Cyclosporine has been employed elsewhere in disease refractory to steroids and azathioprine to achieve effective remission [29,30]. However a common pattern observed in the published data to date is the rapid recurrence of disease on dose reduction or cessation of this agent [8,31,32].
Despite no reports of renal compromise in these studies of cyclosporine in AIH, the potential of renal failure renders it a less attractive agent for long-term remission. Similar renal effects are a potential consequence of tacrolimus use. However, as with cyclosporine, it has been shown to be an effective remission agent in ours and other centres. Its use as a remission agent has been supported by clinical trials [33,34].
Other immunosuppressants have been less studied and published data are limited to small series and case reports. Our experience is limited with methotrexate and Rituximab. There is a small amount of data to suggest effective remission with the use of these agents elsewhere [35-37]. There are understandably concerns re using methotrexate to treat autoimmune liver disease as it is a known hepatotoxin. Interestingly, use of the biological agent infliximab has been associated with deranged liver function and positive autoantibodies, raising the question as to whether it may precipitate AIH in other clinical contexts . The precise nature of this association has yet to be fully elucidated . Despite this, as a therapeutic agent, it has been shown to be effective in biochemical remission . The immunosuppressants Sirolimus and Everolimus have also been used to achieve partial or complete remission in patients who are refractory to conventional treatment [41,42]. A possible role for their use could be in those unable to tolerate calcineurin inhibitors.

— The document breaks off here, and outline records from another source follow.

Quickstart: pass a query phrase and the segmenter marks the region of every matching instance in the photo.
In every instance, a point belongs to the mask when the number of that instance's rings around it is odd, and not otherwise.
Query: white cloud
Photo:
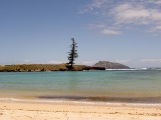
[[[106,35],[118,35],[129,26],[141,31],[161,33],[161,0],[93,0],[86,5],[86,12],[98,13],[103,18],[93,28]]]
[[[116,31],[116,30],[112,30],[112,29],[103,29],[102,31],[100,31],[102,34],[105,35],[119,35],[121,34],[121,32]]]
[[[99,29],[100,33],[105,34],[105,35],[119,35],[119,34],[121,34],[121,32],[118,31],[116,28],[107,27],[103,24],[91,24],[91,25],[89,25],[89,27]]]
[[[160,59],[141,59],[140,62],[157,62],[157,63],[161,63],[161,58]]]

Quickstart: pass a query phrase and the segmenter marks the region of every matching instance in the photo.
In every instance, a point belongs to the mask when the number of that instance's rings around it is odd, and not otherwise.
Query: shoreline
[[[161,119],[161,106],[85,104],[73,101],[36,103],[0,101],[2,120],[147,120]]]
[[[68,105],[87,105],[87,106],[110,106],[110,107],[145,107],[161,108],[161,103],[138,103],[138,102],[105,102],[105,101],[78,101],[78,100],[46,100],[46,99],[17,99],[0,98],[0,103],[27,103],[27,104],[68,104]]]

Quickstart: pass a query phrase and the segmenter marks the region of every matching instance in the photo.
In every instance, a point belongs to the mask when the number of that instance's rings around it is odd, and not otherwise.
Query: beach
[[[161,120],[161,106],[0,102],[0,120]]]
[[[160,70],[0,73],[0,120],[161,120]]]

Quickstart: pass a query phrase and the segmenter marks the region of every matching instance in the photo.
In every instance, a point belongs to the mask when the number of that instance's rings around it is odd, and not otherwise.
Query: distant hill
[[[93,67],[104,67],[105,69],[129,69],[128,66],[109,61],[99,61],[98,63],[94,64]]]
[[[74,65],[73,71],[105,70],[102,67]],[[0,72],[43,72],[43,71],[69,71],[67,64],[17,64],[0,65]]]

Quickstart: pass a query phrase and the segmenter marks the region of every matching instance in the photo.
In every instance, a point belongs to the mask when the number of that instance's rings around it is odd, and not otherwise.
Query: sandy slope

The absolute numbers of patients failing conventional therapy is small, which ultimately limits worldwide expertise in the treatment of this patient group. Our approach in this discrete and challenging group of patients is to use MMF, and then to employ cyclosporine or tacrolimus if MMF is not effective. Regular clinical review and monitoring of renal function is imperative. In our experience patients who remain refractory or have severe fulminant hepatitis to treatment are best referred to a transplant centre. If the disease remains non-fulminant then a biologic agent can be employed and rituximab has been safely employed and is the most studied biologic agent to date in AIH. However, there is no real substantial data on the outcomes when using this agent.
Autoimmune hepatitis is an organ specific disease that demonstrates heterogeneity in clinical presentation and disease trajectory. Clinical course is dependent on individual responses to current therapy. While the conventional treatment with steroids and azathioprine is effective in the vast majority of cases, a small proportion of cases fail or do not tolerate standard therapy. To date, the alternative regimes for AIH in this small patient group understandably lack solid prospective data. However MMF is a promising agent and evidence for its efficacy is mounting. We feel it is the most suitable second line agent in refractory disease. Cyclosporin and tacrolimus are also reasonable alternatives. More data is needed into biological therapy before recommending these agents for difficult to treat disease except for salvage therapy.